The hypothesis of cancer stem cell (CSC) suggests that neoplastic clones are maintained exclusively by a small subpopulation of cells that give rise to phenotypically diverse cancer cells [1–3]. CSCs were first identified in 1990s in hematological malignancies, mainly acute myelogenous leukemia (AML) and also in other subtypes like AML M0, M1, M2, M4, and M5, chronic myeloid leukemia (CML), acute lymphoblastic leukemia (ALL), and multiple myeloma [4, 5]. This subset of cancer cells was also found in solid tumors in the breast, brain, lung, prostrate, testis, ovary, stomach, colon, skin, liver and pancreas [6–11]. Thus, there is overwhelming evidence that certain pathways which regulate or maintain the extensive proliferative and self-renewal potential of the tumor clone are present in CSC.
It is known that niches control stem cell function, thus it may seem counterintuitive that CSCs would be located within these regulatory microenvironments. Since this question was first raised in 2005 , soon in 2007 evidence was shown that the vascular niches in brain tumors are abnormal and contribute directly to the generation of CSCs and tumor growth . Therefore, CSCs might arise from normal stem cells that have acquired mutations that enable them to escape from niche control. Alternatively, deregulation of extrinsic factors within the niche might lead to uncontrolled proliferation of stem cells and tumorigenesis . The fate of CSCs depends upon aberrant niche microenvironments to some extent, thus these niches might represent targets for the treatment of cancer. We paid particular attention to the source of CSCs and possible regulatory pathway in nasopharyngeal carcinoma (NPC) microenvironment herein.

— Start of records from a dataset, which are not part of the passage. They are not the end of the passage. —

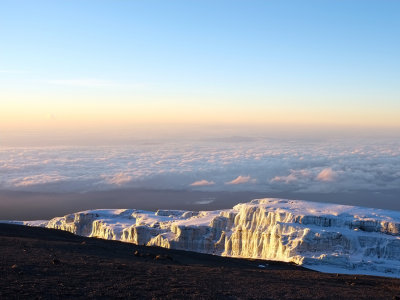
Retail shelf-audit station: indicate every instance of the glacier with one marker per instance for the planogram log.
(324, 237)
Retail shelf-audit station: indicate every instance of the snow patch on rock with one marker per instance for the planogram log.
(324, 237)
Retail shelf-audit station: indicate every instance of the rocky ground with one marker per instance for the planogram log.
(50, 264)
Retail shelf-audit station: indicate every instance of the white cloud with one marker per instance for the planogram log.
(118, 179)
(37, 179)
(241, 179)
(84, 82)
(326, 174)
(13, 71)
(295, 175)
(274, 166)
(202, 183)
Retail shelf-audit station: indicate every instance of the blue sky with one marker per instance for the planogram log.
(336, 60)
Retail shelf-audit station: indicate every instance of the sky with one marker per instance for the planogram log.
(81, 68)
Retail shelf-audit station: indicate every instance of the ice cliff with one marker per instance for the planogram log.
(325, 237)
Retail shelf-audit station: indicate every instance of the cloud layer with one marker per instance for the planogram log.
(257, 165)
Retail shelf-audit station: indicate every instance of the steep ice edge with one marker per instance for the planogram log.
(324, 237)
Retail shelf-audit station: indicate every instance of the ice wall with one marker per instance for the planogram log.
(325, 237)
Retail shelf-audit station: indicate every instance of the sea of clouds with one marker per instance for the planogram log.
(259, 164)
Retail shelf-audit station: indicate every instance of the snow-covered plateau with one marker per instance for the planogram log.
(320, 236)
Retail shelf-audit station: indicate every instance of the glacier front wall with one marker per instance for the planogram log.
(324, 237)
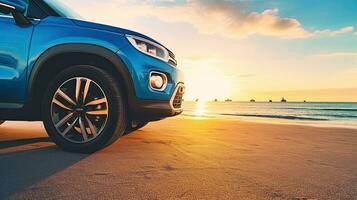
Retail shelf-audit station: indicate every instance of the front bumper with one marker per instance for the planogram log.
(151, 110)
(147, 104)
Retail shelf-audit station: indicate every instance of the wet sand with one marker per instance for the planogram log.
(184, 158)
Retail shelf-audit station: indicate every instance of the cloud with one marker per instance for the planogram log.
(226, 18)
(328, 32)
(337, 54)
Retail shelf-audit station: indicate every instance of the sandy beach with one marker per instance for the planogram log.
(183, 158)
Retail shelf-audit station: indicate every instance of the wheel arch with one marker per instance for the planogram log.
(59, 57)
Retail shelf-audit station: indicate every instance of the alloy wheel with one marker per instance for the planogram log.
(79, 110)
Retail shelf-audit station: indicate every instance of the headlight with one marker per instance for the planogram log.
(148, 47)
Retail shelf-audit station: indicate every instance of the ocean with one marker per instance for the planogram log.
(336, 114)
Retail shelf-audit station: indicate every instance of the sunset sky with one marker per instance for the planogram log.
(299, 49)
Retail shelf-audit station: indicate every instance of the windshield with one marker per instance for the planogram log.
(62, 9)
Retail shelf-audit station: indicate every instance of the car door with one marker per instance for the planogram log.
(14, 48)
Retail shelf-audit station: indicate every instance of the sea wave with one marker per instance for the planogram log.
(278, 117)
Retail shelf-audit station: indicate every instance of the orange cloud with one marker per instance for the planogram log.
(225, 18)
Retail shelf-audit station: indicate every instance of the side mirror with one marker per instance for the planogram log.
(16, 8)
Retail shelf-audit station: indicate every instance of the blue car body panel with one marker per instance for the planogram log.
(14, 48)
(21, 47)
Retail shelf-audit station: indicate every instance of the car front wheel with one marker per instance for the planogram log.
(84, 109)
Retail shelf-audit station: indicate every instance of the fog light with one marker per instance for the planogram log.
(158, 81)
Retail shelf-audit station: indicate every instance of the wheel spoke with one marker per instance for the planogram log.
(66, 97)
(78, 88)
(86, 89)
(64, 120)
(91, 127)
(58, 103)
(97, 102)
(69, 127)
(79, 110)
(98, 112)
(83, 129)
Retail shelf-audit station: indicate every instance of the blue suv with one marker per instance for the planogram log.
(89, 83)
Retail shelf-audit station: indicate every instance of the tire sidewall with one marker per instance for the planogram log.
(116, 121)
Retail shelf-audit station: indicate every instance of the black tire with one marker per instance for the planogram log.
(133, 126)
(115, 123)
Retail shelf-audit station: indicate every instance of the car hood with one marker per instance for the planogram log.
(111, 29)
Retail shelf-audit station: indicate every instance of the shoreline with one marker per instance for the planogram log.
(276, 121)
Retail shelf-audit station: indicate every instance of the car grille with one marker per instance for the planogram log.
(177, 101)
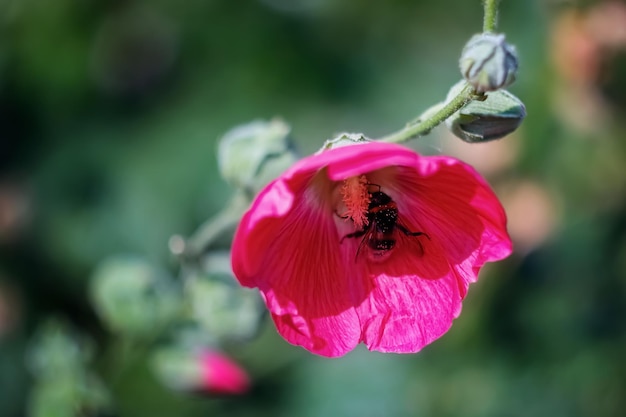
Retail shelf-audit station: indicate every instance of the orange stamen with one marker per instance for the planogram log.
(356, 197)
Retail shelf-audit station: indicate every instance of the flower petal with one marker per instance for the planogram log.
(295, 261)
(404, 314)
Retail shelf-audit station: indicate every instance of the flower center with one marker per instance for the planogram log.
(356, 197)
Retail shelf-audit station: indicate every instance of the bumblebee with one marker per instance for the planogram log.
(379, 234)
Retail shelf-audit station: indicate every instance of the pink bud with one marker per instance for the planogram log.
(221, 375)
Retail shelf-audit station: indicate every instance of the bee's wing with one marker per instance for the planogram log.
(408, 237)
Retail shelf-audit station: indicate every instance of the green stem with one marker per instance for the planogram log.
(490, 21)
(428, 122)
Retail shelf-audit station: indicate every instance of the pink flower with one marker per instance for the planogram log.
(221, 375)
(396, 287)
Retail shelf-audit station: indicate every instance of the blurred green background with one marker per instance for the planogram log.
(109, 117)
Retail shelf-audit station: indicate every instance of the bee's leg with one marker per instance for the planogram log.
(354, 235)
(374, 185)
(409, 233)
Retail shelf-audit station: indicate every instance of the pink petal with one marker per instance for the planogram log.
(404, 314)
(295, 262)
(325, 300)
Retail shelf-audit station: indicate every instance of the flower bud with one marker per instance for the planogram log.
(344, 139)
(499, 114)
(223, 309)
(132, 297)
(202, 370)
(253, 154)
(488, 62)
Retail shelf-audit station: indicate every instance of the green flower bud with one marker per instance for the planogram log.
(225, 310)
(499, 114)
(488, 62)
(253, 154)
(132, 297)
(344, 139)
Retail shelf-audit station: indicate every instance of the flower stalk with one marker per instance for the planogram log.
(428, 122)
(490, 21)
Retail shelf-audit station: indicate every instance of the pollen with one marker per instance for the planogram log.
(356, 197)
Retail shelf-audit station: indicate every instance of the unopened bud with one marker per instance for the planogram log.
(253, 154)
(488, 62)
(133, 297)
(499, 114)
(201, 370)
(344, 139)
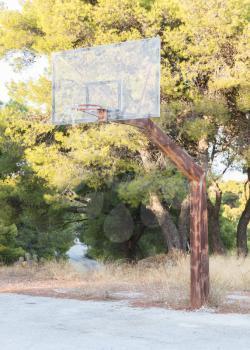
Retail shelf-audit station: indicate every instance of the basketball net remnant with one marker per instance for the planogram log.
(121, 82)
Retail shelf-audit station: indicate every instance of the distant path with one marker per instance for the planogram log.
(39, 323)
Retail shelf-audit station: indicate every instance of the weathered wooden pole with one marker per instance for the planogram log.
(199, 229)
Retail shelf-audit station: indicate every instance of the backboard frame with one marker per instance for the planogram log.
(119, 107)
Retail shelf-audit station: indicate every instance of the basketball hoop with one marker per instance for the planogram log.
(95, 110)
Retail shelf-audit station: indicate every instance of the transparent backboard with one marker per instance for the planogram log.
(123, 79)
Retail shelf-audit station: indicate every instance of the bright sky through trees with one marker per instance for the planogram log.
(8, 74)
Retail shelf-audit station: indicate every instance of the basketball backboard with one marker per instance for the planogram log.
(123, 79)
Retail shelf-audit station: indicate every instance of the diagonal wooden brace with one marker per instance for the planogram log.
(199, 225)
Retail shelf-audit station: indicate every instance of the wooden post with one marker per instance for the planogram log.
(199, 244)
(199, 229)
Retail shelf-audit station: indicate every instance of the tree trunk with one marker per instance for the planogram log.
(214, 222)
(184, 224)
(242, 248)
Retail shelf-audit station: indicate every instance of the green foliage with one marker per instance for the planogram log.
(46, 170)
(9, 251)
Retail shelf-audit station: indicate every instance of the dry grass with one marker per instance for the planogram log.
(164, 280)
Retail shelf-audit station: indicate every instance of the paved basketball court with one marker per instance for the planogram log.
(39, 323)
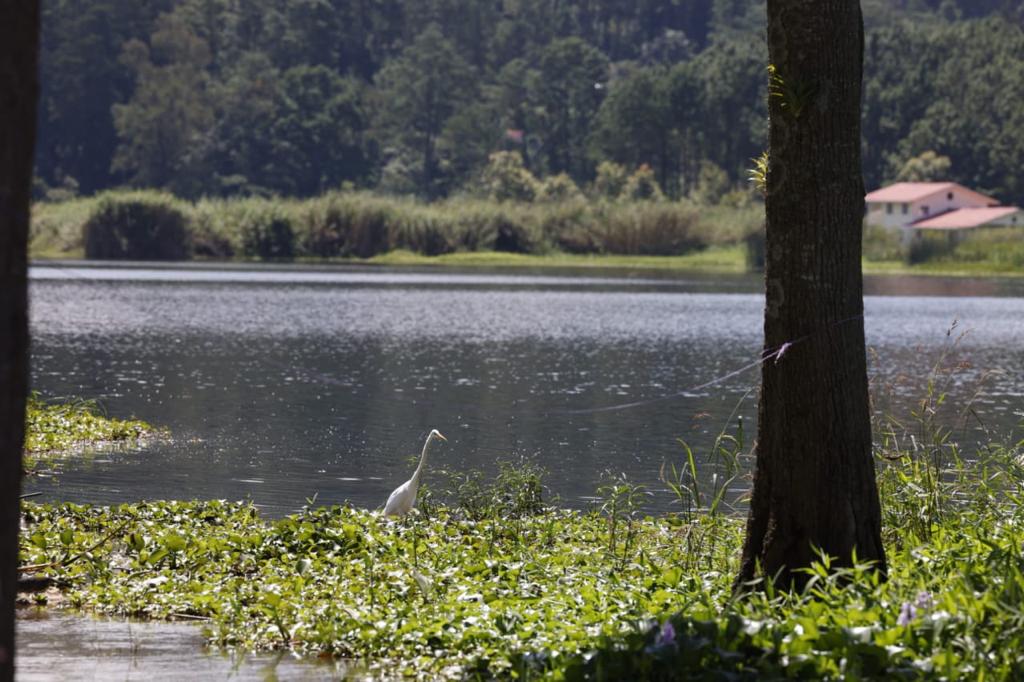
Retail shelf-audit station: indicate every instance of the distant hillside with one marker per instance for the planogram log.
(299, 96)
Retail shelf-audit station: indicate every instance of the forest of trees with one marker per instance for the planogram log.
(294, 97)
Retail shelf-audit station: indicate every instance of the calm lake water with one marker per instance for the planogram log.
(279, 383)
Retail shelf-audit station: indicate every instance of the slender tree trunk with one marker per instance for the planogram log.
(814, 486)
(18, 92)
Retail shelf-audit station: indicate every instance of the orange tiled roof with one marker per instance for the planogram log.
(966, 217)
(911, 192)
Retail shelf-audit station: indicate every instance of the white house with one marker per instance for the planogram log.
(941, 206)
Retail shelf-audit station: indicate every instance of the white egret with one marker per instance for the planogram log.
(401, 501)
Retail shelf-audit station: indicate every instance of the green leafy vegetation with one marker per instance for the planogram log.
(50, 427)
(272, 98)
(493, 582)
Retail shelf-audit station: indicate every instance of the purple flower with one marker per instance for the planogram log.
(667, 637)
(906, 613)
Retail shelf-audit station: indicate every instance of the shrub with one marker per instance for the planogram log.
(266, 232)
(610, 180)
(137, 226)
(642, 185)
(506, 178)
(558, 188)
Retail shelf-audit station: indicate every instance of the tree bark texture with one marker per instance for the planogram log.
(814, 485)
(18, 93)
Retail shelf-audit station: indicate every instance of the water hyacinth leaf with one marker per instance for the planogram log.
(136, 541)
(174, 543)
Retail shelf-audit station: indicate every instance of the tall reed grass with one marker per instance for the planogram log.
(355, 224)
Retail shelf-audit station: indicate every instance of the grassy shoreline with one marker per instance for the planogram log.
(553, 594)
(365, 228)
(727, 259)
(53, 428)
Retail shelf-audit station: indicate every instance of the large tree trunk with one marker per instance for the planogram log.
(814, 487)
(18, 91)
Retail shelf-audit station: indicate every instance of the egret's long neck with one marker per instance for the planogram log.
(423, 462)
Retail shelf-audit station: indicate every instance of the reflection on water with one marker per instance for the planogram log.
(286, 382)
(59, 645)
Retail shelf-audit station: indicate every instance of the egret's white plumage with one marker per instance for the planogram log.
(401, 501)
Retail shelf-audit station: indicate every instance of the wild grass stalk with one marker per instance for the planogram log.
(360, 224)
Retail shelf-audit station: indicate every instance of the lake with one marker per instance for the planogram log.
(280, 383)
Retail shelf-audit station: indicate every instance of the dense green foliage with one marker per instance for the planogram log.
(207, 97)
(497, 585)
(486, 580)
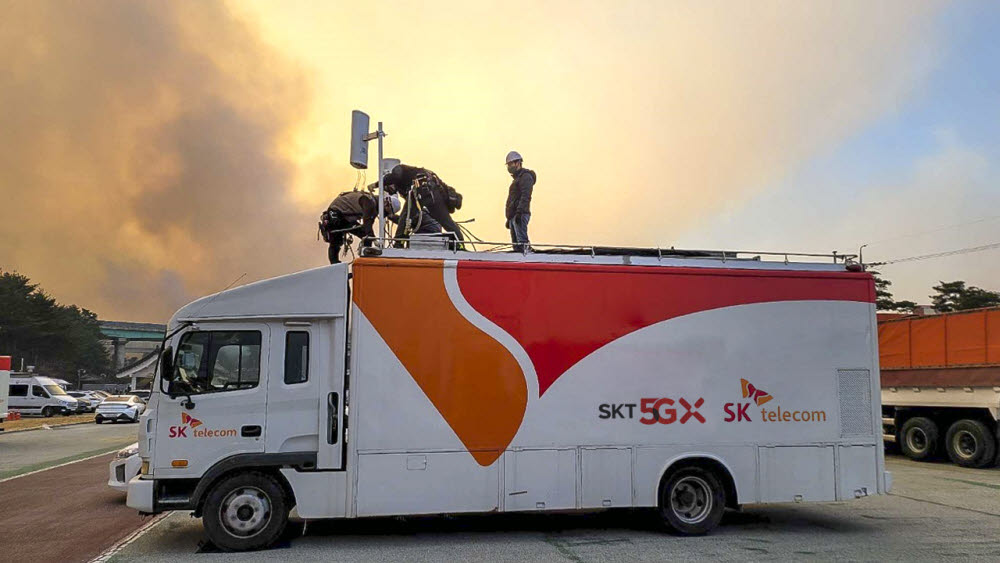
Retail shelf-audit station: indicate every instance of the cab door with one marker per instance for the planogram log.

NPC is a malignancy of the head and neck region that arises from the epithelial cells that cover the surface and line of the nasopharynx. This disease was initially reported in 1901, and characterized clinically in 1922 . It is endemic in many geographical regions, including Southern China and Southeast Asia, where the observed incidence rates range from 15 to 50 per 100,000 persons. Previous studies have reported that squamous cell carcinoma (former WHO type 1) accounts for approximately 25% of all NPC; whereas undifferentiated carcinoma (former WHO type 3) accounts for 95% of all cases in high incidence areas [15–18]. The management of recurrent cervical lymph node metastases in NPC after radiation and chemotherapy is a radical surgery of the lymph nodes of the neck with postoperative brachytherapy. The salvage surgical procedure for persistent or recurrent neck disease shows a 5-year control rate of 66% and a 5-year actuarial survival of 38% . Thus, the control of the differentiation and metastases may be the key to understanding this carcinoma. Our study combining the NPC CSCs with microenvironment aimed to address this key question.
Some markers and phenotype of CSCs were similar to that of normal neural stem cells. For example, they express CD133 and nestin in brain cancer, CD44 in breast cancer and CD34 in leukemia [4, 5, 7, 8]. Recent evidences demonstrate that ABCG5 and USP22 may be used as cancer stem cell marker [19, 20]. On the other hand, a character of stem cells termed side population (SP) can be identified due to the cellular exclusion of Hoechst 33342 dye. The SP cells have been isolated by flow cytometric analysis from various types of adult tumor tissue where they possess stem cell activity, including lung adenocarcinoma, gastrointestinal cancers, head and neck squamous cell carcinoma, ovarian cancer, thyroid cancer, and hepatocellular carcinoma [21–27]. Here, we performed our work on human NPC CNE-2 cells, of which SP phenotype revealed several stem cell properties , to investigate whether NPC CSCs are tightly regulated by the immediate microenvironment, to evaluate the differential gene expression profile of the CSCs with microenvironment, and to find more specific stem cell marker for NPC CSCs.
In this study, we tried to identify cancer non-SP cell clone from human NPC cancer cell line CNE-2. Such non-SP cell clone was isolated and cultured with macrophage-like cells. We found that conditioned culture could induce generation of SP cells by the non-SP cells derived from both NPC and neuroblastoma cell lines. Moreover, we evaluated the cell cycle and migration ability of condition cultured non-SP cells, which cells showed G1/S arrest and enhanced motility compared with control. We further identified the differential gene profile in condition cultured non-SP cells by the subtraction suppression hybridization (SSH).